Affecté le 1er juin 1937 au sous-arrondissement minéralogique de Valenciennes, il eut à diriger un service essentiellement minier. En dehors du contrôle technique des grands charbonnages, son esprit fut accaparé par l'étude des revendications sociales qui, depuis 1936, se faisaient de plus en plus pressantes. Il tint à maintenir un contact étroit avec les organisations ouvrières. Avide de connaissance et de nouveauté, il n'hésitait pas à assister ostensiblement aux réunions du parti communiste si fréquentes dans le bassin d'Anzin. En même temps il gagnait la confiance des exploitants par son attitude loyale et impartiale dans les conflits qui aboutirent, en novembre 1938, à la grève générale dans les mines et la métallurgie. Par sa ferme attitude, lors de la réquisition civile des mines, il contribua efficacement à apaiser les esprits. Son action lui valut, avec les félicitations du Ministre, la Croix de la Légion d'honneur. Mais il aurait préféré recevoir cette récompense pour ses services coloniaux, car, écrivait-il à son chef « en France, nous sommes trop encadrés pour faire des bêtises ou des exploits excessifs ».

La guerre avait éclaté depuis déjà huit mois lorsque, après des démarches répétées, il put se faire mobiliser au régiment d'artillerie coloniale où il était capitaine de réserve. Adjoint au commandant de son groupe, il prit part aux combats de retardement qui l'amenèrent du Nord de Paris jusqu'en Périgord et, suivant son habitude, il se fit remarquer par son zèle et sa grande bravoure. Démobilisé, il reprit son poste à Valenciennes; puis, promu ingénieur en chef, il fut chargé, le 15 novembre 1941, de l'arrondissement minéralogique de Rouen. Le service bridé par l'occupant n'avait plus à cette époque qu'un intérêt restreint.

Jean Malavoy souffrait profondément de voir la France aux mains d'un ennemi dont la domination se faisait sentir d'une façon chaque jour plus pénible. Il aspirait de toute son âme à la délivrance de la patrie et à la victoire finale dont il n'a jamais douté. Il se jeta corps et âme dans la Résistance, où l'avaient précédé sa tante et son cousin, et il s'affilia au réseau Johnny. Il savait qu'il risquait chaque jour d'être arrêté, torturé, déporté ou fusillé ; mais, animé du plus pur patriotisme, il était de ceux qui n'ont jamais capitulé. Il réussit à se procurer les renseignements les plus précis sur une base de sous-marins voisine du Havre, sur l'emplacement des ateliers, sur l'importance des réparations; il put surveiller le chargement des wagons, le trafic des trains. Des amis dévoués transmettaient par radio les informations qu'il recueillait. Le 2 mars 1942, la Gestapo l'arrêta, comme elle avait déjà arrêté sa tante et son cousin.
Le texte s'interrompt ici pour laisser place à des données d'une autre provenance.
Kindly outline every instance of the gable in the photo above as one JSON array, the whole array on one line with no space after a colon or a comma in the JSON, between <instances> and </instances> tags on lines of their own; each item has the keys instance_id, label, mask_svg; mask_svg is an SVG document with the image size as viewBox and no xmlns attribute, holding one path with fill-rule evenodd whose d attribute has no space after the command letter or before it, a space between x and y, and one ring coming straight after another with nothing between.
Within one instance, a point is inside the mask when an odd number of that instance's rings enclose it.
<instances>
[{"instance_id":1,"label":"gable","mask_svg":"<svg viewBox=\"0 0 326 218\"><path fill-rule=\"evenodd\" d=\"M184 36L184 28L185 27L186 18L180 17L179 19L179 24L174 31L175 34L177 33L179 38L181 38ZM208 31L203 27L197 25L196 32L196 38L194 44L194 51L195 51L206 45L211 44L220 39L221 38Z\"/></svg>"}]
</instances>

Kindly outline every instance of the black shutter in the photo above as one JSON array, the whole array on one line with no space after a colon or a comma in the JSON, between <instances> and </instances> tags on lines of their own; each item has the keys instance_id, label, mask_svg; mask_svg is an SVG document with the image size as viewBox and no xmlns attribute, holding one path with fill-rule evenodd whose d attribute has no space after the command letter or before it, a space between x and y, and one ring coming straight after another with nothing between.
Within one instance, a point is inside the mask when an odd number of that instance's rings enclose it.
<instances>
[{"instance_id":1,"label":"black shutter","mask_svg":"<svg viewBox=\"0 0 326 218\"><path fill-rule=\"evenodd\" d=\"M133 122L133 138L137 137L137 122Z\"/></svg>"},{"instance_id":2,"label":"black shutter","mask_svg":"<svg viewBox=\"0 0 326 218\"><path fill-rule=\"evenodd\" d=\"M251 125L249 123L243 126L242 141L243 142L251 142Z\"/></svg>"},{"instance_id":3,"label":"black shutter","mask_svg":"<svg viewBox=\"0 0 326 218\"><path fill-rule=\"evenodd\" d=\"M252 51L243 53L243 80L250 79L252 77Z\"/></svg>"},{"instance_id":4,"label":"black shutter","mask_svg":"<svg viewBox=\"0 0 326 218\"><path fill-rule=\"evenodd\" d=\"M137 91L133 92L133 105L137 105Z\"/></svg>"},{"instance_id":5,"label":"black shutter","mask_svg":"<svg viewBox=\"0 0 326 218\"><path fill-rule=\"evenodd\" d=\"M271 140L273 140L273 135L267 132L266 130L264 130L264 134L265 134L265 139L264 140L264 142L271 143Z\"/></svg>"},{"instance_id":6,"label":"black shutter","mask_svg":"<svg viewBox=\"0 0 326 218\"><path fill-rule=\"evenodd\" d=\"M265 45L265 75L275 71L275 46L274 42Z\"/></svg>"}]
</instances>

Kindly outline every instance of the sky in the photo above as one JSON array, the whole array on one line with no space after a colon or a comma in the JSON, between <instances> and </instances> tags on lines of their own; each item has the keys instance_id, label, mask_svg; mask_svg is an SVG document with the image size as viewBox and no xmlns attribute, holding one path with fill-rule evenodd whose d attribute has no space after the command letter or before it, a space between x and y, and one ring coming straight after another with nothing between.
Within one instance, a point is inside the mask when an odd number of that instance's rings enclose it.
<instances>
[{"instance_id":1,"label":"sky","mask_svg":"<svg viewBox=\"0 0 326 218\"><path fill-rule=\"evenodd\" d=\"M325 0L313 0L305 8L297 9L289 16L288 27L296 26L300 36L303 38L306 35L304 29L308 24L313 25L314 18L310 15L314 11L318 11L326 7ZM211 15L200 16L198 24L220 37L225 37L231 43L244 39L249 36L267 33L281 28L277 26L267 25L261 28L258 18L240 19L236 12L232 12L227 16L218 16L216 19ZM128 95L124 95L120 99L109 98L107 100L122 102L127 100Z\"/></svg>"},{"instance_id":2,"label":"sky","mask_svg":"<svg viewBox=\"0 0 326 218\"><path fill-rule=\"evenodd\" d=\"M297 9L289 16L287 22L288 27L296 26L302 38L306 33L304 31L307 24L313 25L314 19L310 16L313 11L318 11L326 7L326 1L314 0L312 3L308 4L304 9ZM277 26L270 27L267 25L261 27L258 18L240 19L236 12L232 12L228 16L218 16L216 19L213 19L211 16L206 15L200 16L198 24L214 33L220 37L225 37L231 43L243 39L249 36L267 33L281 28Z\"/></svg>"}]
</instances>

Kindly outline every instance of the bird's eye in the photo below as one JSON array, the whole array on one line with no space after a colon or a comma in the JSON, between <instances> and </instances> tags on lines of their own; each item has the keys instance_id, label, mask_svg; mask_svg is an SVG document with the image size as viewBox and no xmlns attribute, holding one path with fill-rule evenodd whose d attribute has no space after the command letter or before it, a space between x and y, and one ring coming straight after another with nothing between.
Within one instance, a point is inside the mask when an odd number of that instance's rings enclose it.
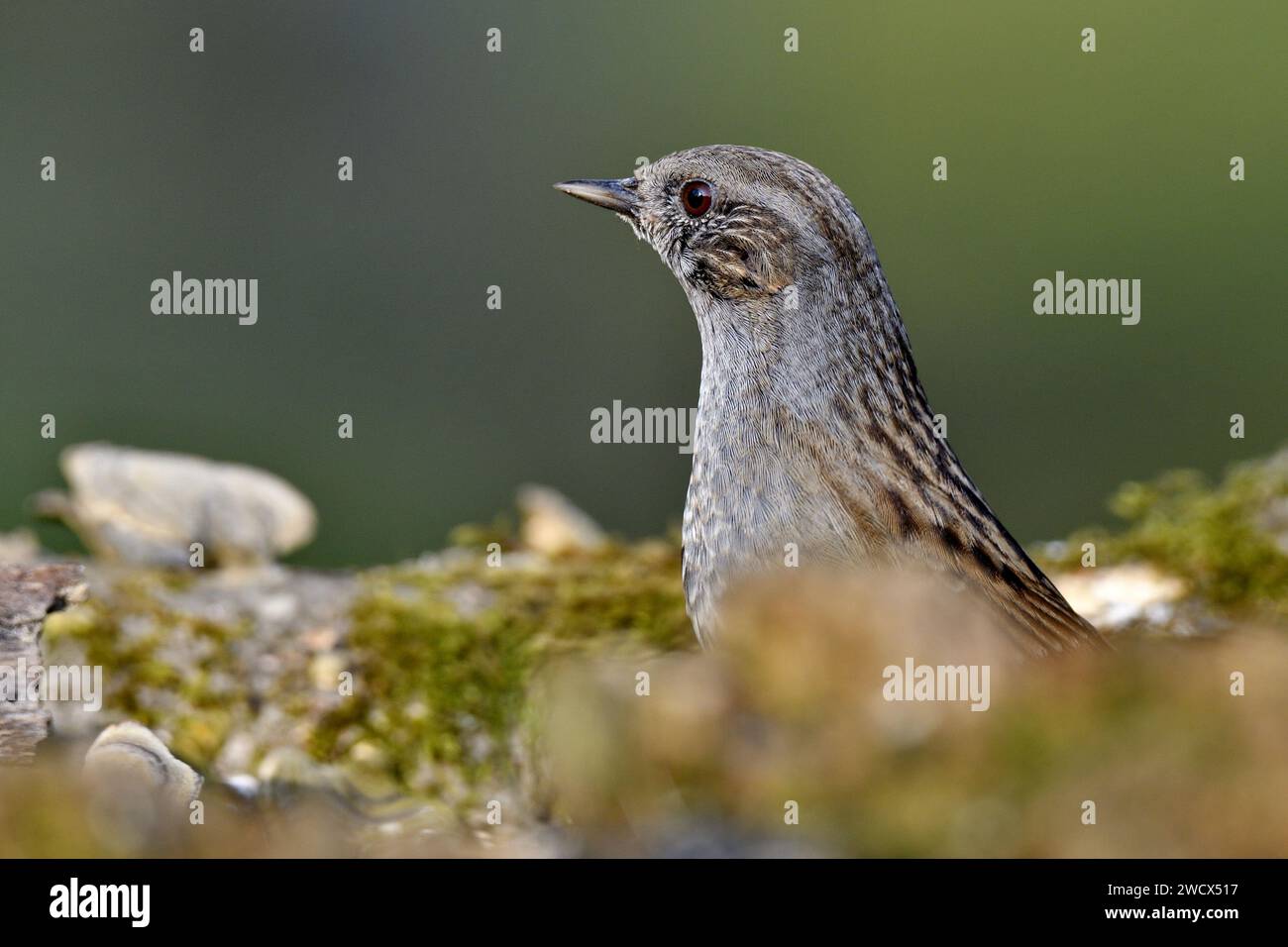
<instances>
[{"instance_id":1,"label":"bird's eye","mask_svg":"<svg viewBox=\"0 0 1288 947\"><path fill-rule=\"evenodd\" d=\"M711 210L711 186L705 180L690 180L680 188L680 204L689 216L702 216Z\"/></svg>"}]
</instances>

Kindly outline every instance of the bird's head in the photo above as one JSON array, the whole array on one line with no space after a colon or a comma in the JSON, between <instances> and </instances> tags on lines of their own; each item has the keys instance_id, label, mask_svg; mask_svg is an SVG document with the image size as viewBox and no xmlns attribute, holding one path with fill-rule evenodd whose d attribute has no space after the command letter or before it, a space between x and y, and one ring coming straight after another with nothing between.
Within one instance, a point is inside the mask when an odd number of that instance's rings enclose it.
<instances>
[{"instance_id":1,"label":"bird's head","mask_svg":"<svg viewBox=\"0 0 1288 947\"><path fill-rule=\"evenodd\" d=\"M690 148L632 178L555 187L630 223L696 308L714 300L772 304L791 287L841 277L871 246L854 207L827 177L761 148Z\"/></svg>"}]
</instances>

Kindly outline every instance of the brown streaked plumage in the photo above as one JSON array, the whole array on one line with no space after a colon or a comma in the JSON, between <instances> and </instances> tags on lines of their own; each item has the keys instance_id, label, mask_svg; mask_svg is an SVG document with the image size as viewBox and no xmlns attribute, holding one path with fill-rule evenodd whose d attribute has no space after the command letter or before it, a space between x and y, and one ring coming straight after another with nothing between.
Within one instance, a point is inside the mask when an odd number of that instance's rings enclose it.
<instances>
[{"instance_id":1,"label":"brown streaked plumage","mask_svg":"<svg viewBox=\"0 0 1288 947\"><path fill-rule=\"evenodd\" d=\"M1103 644L989 509L917 380L908 334L845 195L787 155L676 152L562 191L608 207L689 296L702 338L684 588L710 644L743 575L908 563L978 588L1029 653Z\"/></svg>"}]
</instances>

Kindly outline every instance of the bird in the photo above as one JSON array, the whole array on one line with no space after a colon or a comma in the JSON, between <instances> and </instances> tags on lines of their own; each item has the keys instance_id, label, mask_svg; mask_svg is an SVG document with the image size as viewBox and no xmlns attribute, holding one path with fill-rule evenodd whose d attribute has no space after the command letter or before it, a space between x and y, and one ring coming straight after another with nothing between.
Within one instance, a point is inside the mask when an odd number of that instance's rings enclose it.
<instances>
[{"instance_id":1,"label":"bird","mask_svg":"<svg viewBox=\"0 0 1288 947\"><path fill-rule=\"evenodd\" d=\"M623 219L697 317L681 576L702 647L726 591L781 568L784 549L970 586L1029 656L1108 647L940 435L872 238L822 171L714 144L555 188Z\"/></svg>"}]
</instances>

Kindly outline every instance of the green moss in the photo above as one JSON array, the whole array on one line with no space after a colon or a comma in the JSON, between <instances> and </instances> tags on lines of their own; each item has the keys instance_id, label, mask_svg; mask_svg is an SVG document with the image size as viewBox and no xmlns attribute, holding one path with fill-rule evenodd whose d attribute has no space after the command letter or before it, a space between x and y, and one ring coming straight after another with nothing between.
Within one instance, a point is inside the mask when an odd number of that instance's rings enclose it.
<instances>
[{"instance_id":1,"label":"green moss","mask_svg":"<svg viewBox=\"0 0 1288 947\"><path fill-rule=\"evenodd\" d=\"M461 551L439 571L374 571L352 612L355 700L317 728L312 749L334 759L357 731L417 791L464 799L480 782L510 785L528 684L545 661L693 647L679 569L675 546L647 542L555 560L507 553L498 568Z\"/></svg>"},{"instance_id":2,"label":"green moss","mask_svg":"<svg viewBox=\"0 0 1288 947\"><path fill-rule=\"evenodd\" d=\"M1127 528L1079 531L1056 563L1075 567L1082 544L1095 542L1101 566L1150 562L1213 606L1288 615L1288 549L1280 545L1288 523L1276 537L1276 504L1288 504L1288 454L1238 465L1215 487L1189 470L1127 483L1110 502Z\"/></svg>"}]
</instances>

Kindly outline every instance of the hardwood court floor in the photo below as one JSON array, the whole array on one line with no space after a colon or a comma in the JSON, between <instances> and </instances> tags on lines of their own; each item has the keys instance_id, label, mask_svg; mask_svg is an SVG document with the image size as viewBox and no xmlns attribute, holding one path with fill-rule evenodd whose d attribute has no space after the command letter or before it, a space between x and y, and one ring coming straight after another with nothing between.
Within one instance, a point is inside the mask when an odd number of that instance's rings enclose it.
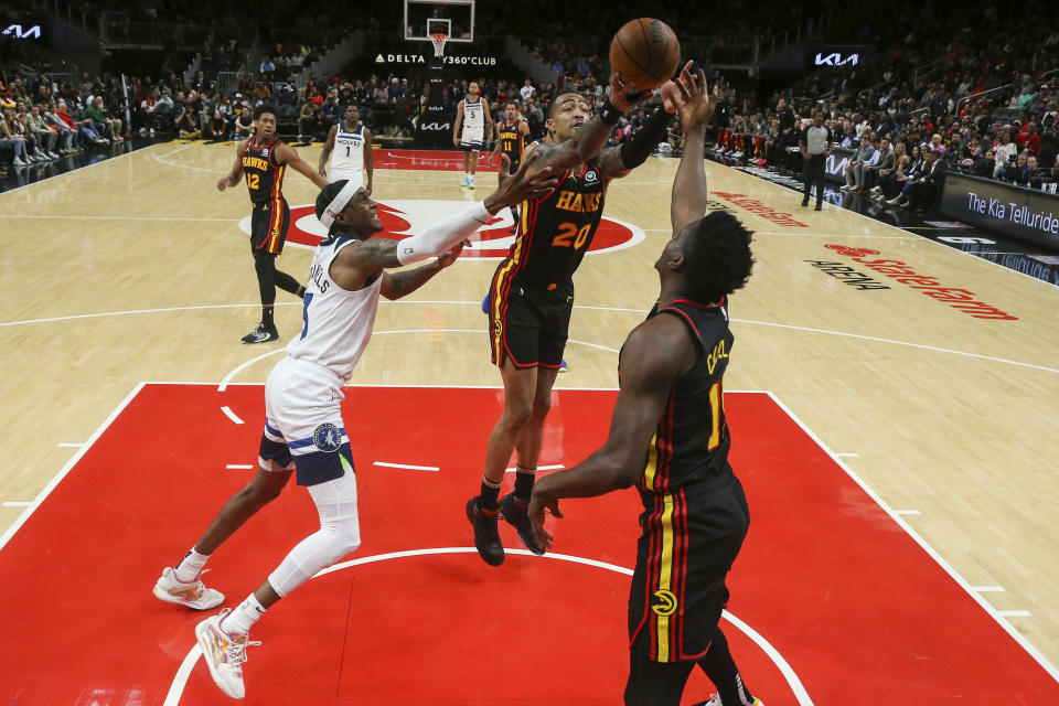
<instances>
[{"instance_id":1,"label":"hardwood court floor","mask_svg":"<svg viewBox=\"0 0 1059 706\"><path fill-rule=\"evenodd\" d=\"M319 154L300 152L310 162ZM377 170L375 196L413 229L447 207L435 202L470 202L493 183L480 173L479 193L461 191L454 169L382 152L408 168ZM245 191L214 188L232 159L229 146L158 145L0 194L4 542L77 452L68 445L86 441L140 382L260 383L276 356L256 359L300 328L299 302L280 292L282 340L238 342L258 304L239 229ZM586 257L560 387L617 385L617 349L656 295L651 265L670 236L675 168L652 159L611 185L606 216L631 226L633 245ZM758 233L756 274L730 307L727 387L771 391L997 620L1059 662L1059 289L846 211L801 210L782 186L708 169L714 206ZM315 195L293 172L285 192L292 206ZM489 237L500 240L503 225ZM279 264L303 279L309 259L290 246ZM384 302L376 330L389 333L373 340L352 382L499 384L480 310L494 267L468 257L408 300ZM466 424L481 427L484 445L492 421ZM469 466L483 451L468 449Z\"/></svg>"}]
</instances>

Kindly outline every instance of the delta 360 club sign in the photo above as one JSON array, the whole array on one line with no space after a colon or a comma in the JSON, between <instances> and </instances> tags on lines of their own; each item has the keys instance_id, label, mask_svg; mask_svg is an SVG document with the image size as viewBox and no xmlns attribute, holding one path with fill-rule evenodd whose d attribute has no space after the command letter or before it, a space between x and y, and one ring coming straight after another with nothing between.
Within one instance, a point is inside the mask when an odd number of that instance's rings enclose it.
<instances>
[{"instance_id":1,"label":"delta 360 club sign","mask_svg":"<svg viewBox=\"0 0 1059 706\"><path fill-rule=\"evenodd\" d=\"M381 201L378 217L385 229L379 235L396 240L422 233L430 224L456 215L469 206L470 203L466 201ZM504 208L471 236L471 246L463 249L462 257L495 260L504 258L512 243L515 242L515 235L511 232L512 225L511 211ZM239 222L239 228L249 235L250 216ZM327 231L317 220L311 204L291 206L290 229L287 232L288 246L313 248L325 235ZM638 245L643 238L644 233L639 227L603 216L588 253L620 250Z\"/></svg>"}]
</instances>

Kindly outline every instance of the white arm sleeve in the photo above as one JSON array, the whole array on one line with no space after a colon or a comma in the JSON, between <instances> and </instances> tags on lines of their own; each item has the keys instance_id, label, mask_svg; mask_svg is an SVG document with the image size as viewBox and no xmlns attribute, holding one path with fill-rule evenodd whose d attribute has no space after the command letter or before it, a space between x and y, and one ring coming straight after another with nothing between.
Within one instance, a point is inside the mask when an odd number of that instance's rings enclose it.
<instances>
[{"instance_id":1,"label":"white arm sleeve","mask_svg":"<svg viewBox=\"0 0 1059 706\"><path fill-rule=\"evenodd\" d=\"M409 265L437 257L459 245L463 238L489 223L493 215L485 208L485 203L479 202L463 213L435 223L419 235L398 240L397 261Z\"/></svg>"}]
</instances>

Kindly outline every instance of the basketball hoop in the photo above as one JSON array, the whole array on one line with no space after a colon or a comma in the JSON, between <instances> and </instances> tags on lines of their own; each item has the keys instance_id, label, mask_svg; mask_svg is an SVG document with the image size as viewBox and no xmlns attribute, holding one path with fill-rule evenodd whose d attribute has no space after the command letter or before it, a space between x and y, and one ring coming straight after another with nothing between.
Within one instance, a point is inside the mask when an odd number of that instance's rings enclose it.
<instances>
[{"instance_id":1,"label":"basketball hoop","mask_svg":"<svg viewBox=\"0 0 1059 706\"><path fill-rule=\"evenodd\" d=\"M430 43L434 44L434 55L442 56L445 54L445 42L449 39L449 35L445 32L431 32L430 33Z\"/></svg>"}]
</instances>

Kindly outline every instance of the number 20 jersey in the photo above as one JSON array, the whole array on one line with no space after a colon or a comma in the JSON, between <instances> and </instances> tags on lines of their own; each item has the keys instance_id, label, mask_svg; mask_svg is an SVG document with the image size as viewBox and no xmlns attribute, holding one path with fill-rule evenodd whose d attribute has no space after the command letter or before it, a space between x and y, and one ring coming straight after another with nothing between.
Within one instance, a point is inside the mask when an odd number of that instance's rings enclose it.
<instances>
[{"instance_id":1,"label":"number 20 jersey","mask_svg":"<svg viewBox=\"0 0 1059 706\"><path fill-rule=\"evenodd\" d=\"M548 291L569 286L599 227L606 192L603 173L590 160L580 173L566 170L548 194L524 201L515 242L498 268L500 284L517 277Z\"/></svg>"}]
</instances>

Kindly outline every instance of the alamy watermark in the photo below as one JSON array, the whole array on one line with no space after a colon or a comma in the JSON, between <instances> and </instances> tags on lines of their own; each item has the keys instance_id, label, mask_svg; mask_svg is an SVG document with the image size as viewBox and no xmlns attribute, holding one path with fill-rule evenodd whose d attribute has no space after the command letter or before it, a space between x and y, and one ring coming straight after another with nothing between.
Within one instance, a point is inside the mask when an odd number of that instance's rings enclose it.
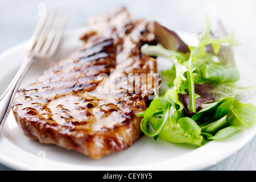
<instances>
[{"instance_id":1,"label":"alamy watermark","mask_svg":"<svg viewBox=\"0 0 256 182\"><path fill-rule=\"evenodd\" d=\"M125 74L111 69L110 74L101 73L98 80L101 80L97 89L100 94L135 93L148 94L148 99L154 99L154 94L158 93L158 73Z\"/></svg>"}]
</instances>

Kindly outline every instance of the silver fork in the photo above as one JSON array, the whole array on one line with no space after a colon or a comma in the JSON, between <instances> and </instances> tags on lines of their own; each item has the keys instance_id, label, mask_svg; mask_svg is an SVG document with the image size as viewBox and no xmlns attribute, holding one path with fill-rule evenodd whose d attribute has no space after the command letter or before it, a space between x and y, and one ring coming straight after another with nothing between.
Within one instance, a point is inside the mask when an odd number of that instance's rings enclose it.
<instances>
[{"instance_id":1,"label":"silver fork","mask_svg":"<svg viewBox=\"0 0 256 182\"><path fill-rule=\"evenodd\" d=\"M68 15L52 10L42 16L28 44L27 54L13 81L0 98L0 133L8 117L19 85L36 60L49 59L56 52L68 20Z\"/></svg>"}]
</instances>

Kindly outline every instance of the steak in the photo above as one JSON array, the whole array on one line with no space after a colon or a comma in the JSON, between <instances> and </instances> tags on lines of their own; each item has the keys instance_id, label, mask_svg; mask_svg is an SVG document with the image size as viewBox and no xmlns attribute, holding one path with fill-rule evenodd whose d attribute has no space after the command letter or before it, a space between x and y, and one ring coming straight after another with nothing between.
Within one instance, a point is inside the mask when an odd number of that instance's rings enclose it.
<instances>
[{"instance_id":1,"label":"steak","mask_svg":"<svg viewBox=\"0 0 256 182\"><path fill-rule=\"evenodd\" d=\"M125 8L90 19L82 47L19 90L13 110L24 135L92 159L129 148L160 80L140 51L156 43L152 24Z\"/></svg>"}]
</instances>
Quelques jours après son arrestation, on le retrouva à la prison de Fresnes. Dans les heures douloureuses de la captivité il affermissait par d'édifiantes lectures sa force de résistance. De Fresnes il fut transféré à Romainville, d'où il put faire parvenir à sa femme une lettre clandestine écrite sur une feuille de papier à cigarettes. Il 1'informait d'un voeu qu'il venait de faire. Lorsque l'Alsace serait rendue à la France, il devait offrir une statue de la Sainte Vierge à l'église d'Ottmarsheim qu'il avait visitée avec sa fiancée peu de temps avant le mariage. Après Romainville, il fut dirigé sur Saarbrück et ensuite déporté au camp de Mauthausen, qui est situé à 27 kilomètres de Linz, sur un piton dominant le Danube. Ce camp était un vaste dépôt, d'où l'on envoyait les prisonniers travailler dans les chantiers des environs. Jean Malavoy fut affecté d'abord au kommando de Redel-Zypl, puis à celui d'Ebensee, où existaient des ateliers souterrains de V2. Ces ateliers comprenaient quatorze galeries ayant chacune 300 mètres de long, 12 mètres de haut et 12 mètre de large, travail colossal qui fut achevé en sept moi-par des hommes astreints à un travail forcené et souffrant de la faim. Ce régime de mort lente amena plusieurs fois Jean Malavoy à l'infirmerie du camp. Là il étonnait les autres déportés par sa volonté obstinée de vivre et les mesures qu'il s'imposait pour maintenir la souplesse de son corps. Il n'hésitait pas, malgré sa sous-alimentation, à faire chaque jour à heure fixe des exercices de gymnastique suédoise, et puisant dans sa foi chrétienne une espérance invincible, il récitait à haute voix des prières qu'écoutaient avec respect même les incroyants. Il aurait pu prolonger son séjour à l'infirmerie en entretenant des plaies toujours renouvelées, comme faisaient d'autres détenus, qui voyaient là un moyen de se soustraire au travail exigé par l'ennemi; mais son caractère intransigeant se refusait à cette supercherie; et il pensait qu'il pouvait continuer à servir la France par d'autres procédés plus difficiles aussi et plus dangereux. Il fut mis en relation et travailla avec un interprète français d'origine lettonne, qui avait fait sauter un atelier de V2, et qui fut pendu en décembre 1944 au moment où il se disposait à s'échapper. Aussitôt après la mort de ce patriote, Jean Malavoy fut envoyé au camp de représailles de Gusen d'où l'on revenait rarement vivant.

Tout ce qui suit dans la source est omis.